The bronze went to Japan’s Ryosuke Irie (52.98), who had been fourth in Rome 2009 and winner in 2010 of this event at the Asian Games. It was the first podium finish for the Asian nation in these championships.
Also somehow predictable was the women’s 100m breaststroke final, with Rebecca Soni (USA), 2009 world champion and 2008 Olympic silver medallist, and Leisel Jones (AUS), the current Olympic champion starting the decisive race with the fastest times of the semis (Soni clocked 1:04.91, while Jones qualified with 1:06.66). The North American controlled the operations during the entire race and got the 2011 title in 1:05.05, leaving Jones with the silver (1:06.25). It was Jones’ 12th medal at FINA World Championships (since 2001, with the exception of 2009, when she skipped the competition in Rome). “I’m happy with the time and I think we just had a great race out there.
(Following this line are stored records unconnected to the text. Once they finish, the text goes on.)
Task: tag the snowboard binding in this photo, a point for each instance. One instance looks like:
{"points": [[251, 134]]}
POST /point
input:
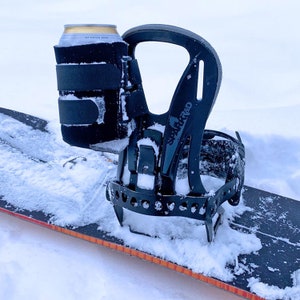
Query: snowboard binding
{"points": [[160, 171]]}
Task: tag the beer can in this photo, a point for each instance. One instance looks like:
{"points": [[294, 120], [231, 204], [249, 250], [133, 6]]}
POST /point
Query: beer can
{"points": [[90, 70], [83, 34]]}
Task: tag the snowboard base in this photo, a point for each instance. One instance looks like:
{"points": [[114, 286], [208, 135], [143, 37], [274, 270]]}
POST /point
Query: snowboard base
{"points": [[91, 233], [272, 218]]}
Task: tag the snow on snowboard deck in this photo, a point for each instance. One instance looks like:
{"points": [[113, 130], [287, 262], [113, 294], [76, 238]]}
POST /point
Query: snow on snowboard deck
{"points": [[272, 218]]}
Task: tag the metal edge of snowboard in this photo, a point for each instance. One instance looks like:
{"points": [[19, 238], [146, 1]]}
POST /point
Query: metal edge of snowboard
{"points": [[114, 245]]}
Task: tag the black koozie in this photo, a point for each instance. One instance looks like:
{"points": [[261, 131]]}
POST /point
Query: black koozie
{"points": [[86, 73]]}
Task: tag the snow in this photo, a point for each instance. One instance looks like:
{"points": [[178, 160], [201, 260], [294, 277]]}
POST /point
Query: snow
{"points": [[258, 44]]}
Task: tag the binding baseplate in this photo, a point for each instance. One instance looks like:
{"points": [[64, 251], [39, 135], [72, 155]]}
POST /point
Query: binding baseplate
{"points": [[164, 148]]}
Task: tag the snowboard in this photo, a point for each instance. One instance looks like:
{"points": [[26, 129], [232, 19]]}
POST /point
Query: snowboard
{"points": [[268, 221]]}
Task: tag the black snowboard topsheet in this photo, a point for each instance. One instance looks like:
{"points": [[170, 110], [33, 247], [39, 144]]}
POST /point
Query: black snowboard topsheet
{"points": [[273, 218]]}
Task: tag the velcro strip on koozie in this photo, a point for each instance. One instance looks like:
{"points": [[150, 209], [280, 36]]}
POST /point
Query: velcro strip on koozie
{"points": [[88, 77], [78, 112]]}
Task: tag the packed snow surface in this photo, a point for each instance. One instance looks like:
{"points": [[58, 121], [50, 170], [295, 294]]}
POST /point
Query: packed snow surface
{"points": [[258, 44]]}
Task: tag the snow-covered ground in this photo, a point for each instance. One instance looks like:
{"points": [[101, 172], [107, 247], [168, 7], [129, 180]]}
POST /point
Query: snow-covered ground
{"points": [[258, 44]]}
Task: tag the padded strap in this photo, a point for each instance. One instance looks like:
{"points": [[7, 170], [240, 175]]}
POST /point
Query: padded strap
{"points": [[88, 77]]}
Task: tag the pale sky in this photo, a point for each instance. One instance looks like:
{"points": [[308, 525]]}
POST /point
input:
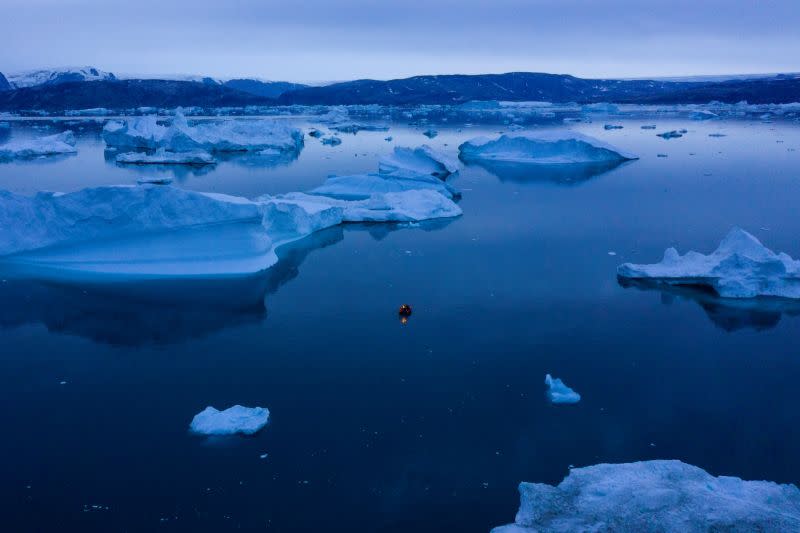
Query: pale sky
{"points": [[324, 40]]}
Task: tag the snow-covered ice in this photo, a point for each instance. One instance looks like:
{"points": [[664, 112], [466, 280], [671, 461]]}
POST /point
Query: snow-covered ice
{"points": [[741, 267], [163, 157], [236, 419], [559, 392], [215, 136], [655, 497], [421, 160], [59, 144], [546, 148]]}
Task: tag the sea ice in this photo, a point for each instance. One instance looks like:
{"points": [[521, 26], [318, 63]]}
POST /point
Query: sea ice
{"points": [[558, 392], [62, 143], [236, 419], [163, 157], [655, 497], [215, 136], [741, 267], [547, 148]]}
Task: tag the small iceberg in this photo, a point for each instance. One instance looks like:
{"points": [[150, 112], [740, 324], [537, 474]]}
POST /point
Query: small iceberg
{"points": [[558, 392], [654, 497], [423, 160], [236, 419], [60, 144], [231, 135], [162, 157], [543, 148], [741, 267]]}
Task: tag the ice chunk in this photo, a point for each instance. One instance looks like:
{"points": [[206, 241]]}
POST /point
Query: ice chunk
{"points": [[422, 160], [741, 267], [216, 136], [162, 157], [236, 419], [655, 497], [62, 143], [548, 148], [558, 392]]}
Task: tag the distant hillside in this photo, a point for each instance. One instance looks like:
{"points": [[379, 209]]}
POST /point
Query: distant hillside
{"points": [[33, 78], [269, 89], [123, 94]]}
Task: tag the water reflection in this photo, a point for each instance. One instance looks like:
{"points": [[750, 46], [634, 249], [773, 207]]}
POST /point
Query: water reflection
{"points": [[156, 311], [565, 174], [729, 314]]}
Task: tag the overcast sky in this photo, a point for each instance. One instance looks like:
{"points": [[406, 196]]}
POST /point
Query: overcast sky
{"points": [[324, 40]]}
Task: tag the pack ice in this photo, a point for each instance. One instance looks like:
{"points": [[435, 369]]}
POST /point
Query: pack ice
{"points": [[62, 143], [236, 419], [741, 267], [546, 148], [145, 133], [655, 497]]}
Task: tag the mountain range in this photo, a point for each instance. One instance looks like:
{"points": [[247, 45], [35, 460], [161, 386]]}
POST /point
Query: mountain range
{"points": [[88, 87]]}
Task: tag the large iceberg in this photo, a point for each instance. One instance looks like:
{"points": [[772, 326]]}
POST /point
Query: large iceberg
{"points": [[655, 497], [741, 267], [62, 143], [214, 136], [236, 419], [423, 160], [162, 157], [545, 148], [162, 231]]}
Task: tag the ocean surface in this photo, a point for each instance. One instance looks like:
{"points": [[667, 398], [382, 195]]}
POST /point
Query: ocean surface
{"points": [[426, 426]]}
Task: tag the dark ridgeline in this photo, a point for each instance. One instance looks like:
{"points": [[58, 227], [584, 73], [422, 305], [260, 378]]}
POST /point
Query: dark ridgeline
{"points": [[447, 89]]}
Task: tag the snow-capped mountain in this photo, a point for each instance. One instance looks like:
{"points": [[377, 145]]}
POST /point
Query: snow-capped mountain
{"points": [[33, 78]]}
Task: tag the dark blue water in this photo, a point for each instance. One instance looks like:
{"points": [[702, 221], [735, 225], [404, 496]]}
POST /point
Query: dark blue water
{"points": [[427, 426]]}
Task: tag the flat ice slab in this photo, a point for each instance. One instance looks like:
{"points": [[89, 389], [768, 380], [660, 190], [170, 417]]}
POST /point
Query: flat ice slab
{"points": [[655, 497], [236, 419], [546, 147], [62, 143], [163, 157], [229, 135], [741, 267], [558, 392]]}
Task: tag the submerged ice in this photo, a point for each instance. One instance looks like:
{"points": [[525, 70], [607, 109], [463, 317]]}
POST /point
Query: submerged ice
{"points": [[741, 267], [236, 419], [655, 497]]}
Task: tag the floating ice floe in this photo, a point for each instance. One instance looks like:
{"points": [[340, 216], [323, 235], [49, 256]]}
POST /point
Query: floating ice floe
{"points": [[133, 232], [741, 267], [655, 497], [215, 136], [163, 157], [546, 148], [558, 392], [62, 143], [423, 160], [236, 419]]}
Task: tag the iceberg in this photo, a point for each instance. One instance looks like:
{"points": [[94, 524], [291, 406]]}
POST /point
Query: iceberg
{"points": [[558, 392], [162, 157], [741, 267], [217, 136], [423, 160], [662, 496], [236, 419], [62, 143], [544, 148]]}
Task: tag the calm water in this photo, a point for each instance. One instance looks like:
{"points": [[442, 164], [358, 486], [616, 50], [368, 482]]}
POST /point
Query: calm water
{"points": [[428, 426]]}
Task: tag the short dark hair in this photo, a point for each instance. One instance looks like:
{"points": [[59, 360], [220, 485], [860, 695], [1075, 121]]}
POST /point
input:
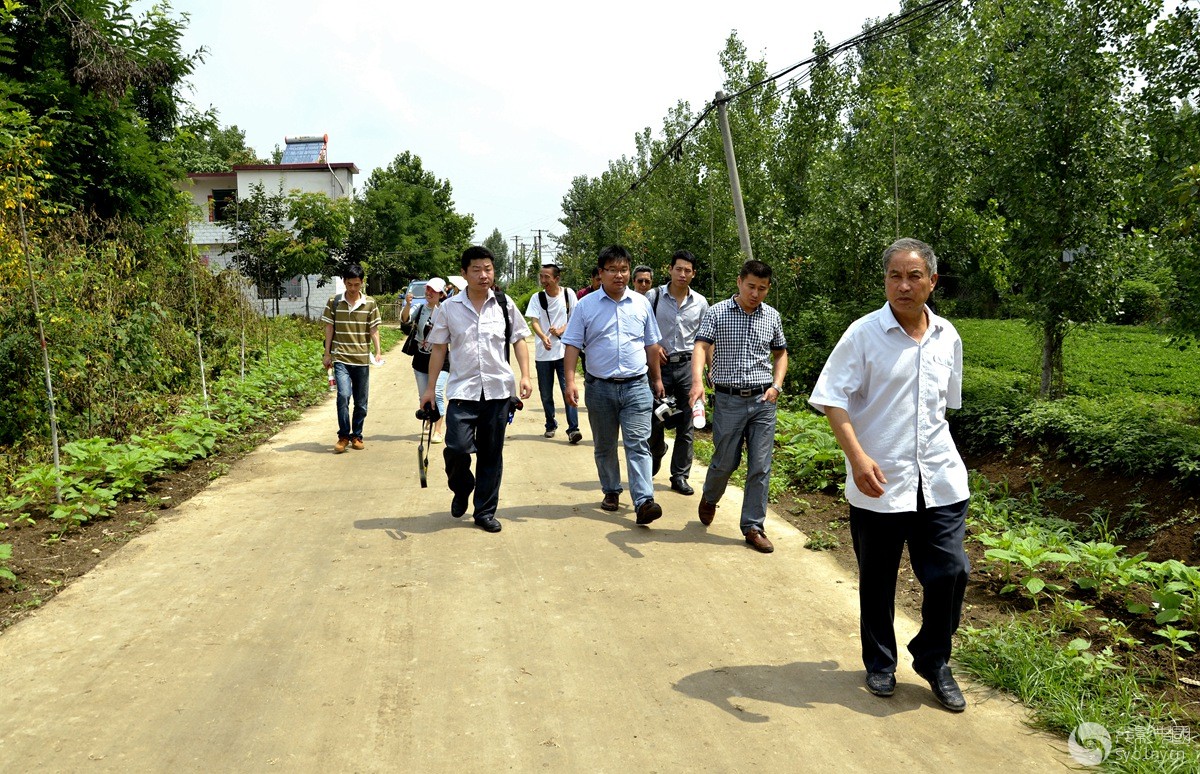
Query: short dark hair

It’s always hard being the defending champion from 2009 and to be racing the gold medallist from 2008 (Leisel) but I never try to think of it as putting pressure on myself. I take every race as just a race, not worrying about the outcome and times too much, but just have fun,” considered Soni. Ji Liping (CHN) got a surprising bronze medal (1:06.52), narrowly beating the 2010 European champion Yulia Efimova (RUS, 1:06.56).
In the women’s 1500m free, Lotte Friis (DEN) upgraded her Rome 2009 silver in this event, triumphing in the longest race of the swimming programme in a comfortable 15:49.59. Behind her, the winner in 2005 and 2007, Kate Ziegler (USA) got this time the silver in 15:55.60 (the 23-year-old American is the current world record in this event, in a time of 15:42.54). The bronze went to China’s Li Xuanxu (first participation at FINA World Championships), in a new Asian record of 15:58.02 – she had clocked her personal best of 16:05.82 in the heats of the event! Like in Rome 2009, Chilean Kristel Kobrich lost the chance of giving the first ever world championship medal to her country, by finishing once more fourth (16:05.11). Australia’s confirmed open water swimmer Melissa Gorman touched fifth in 16:05.98.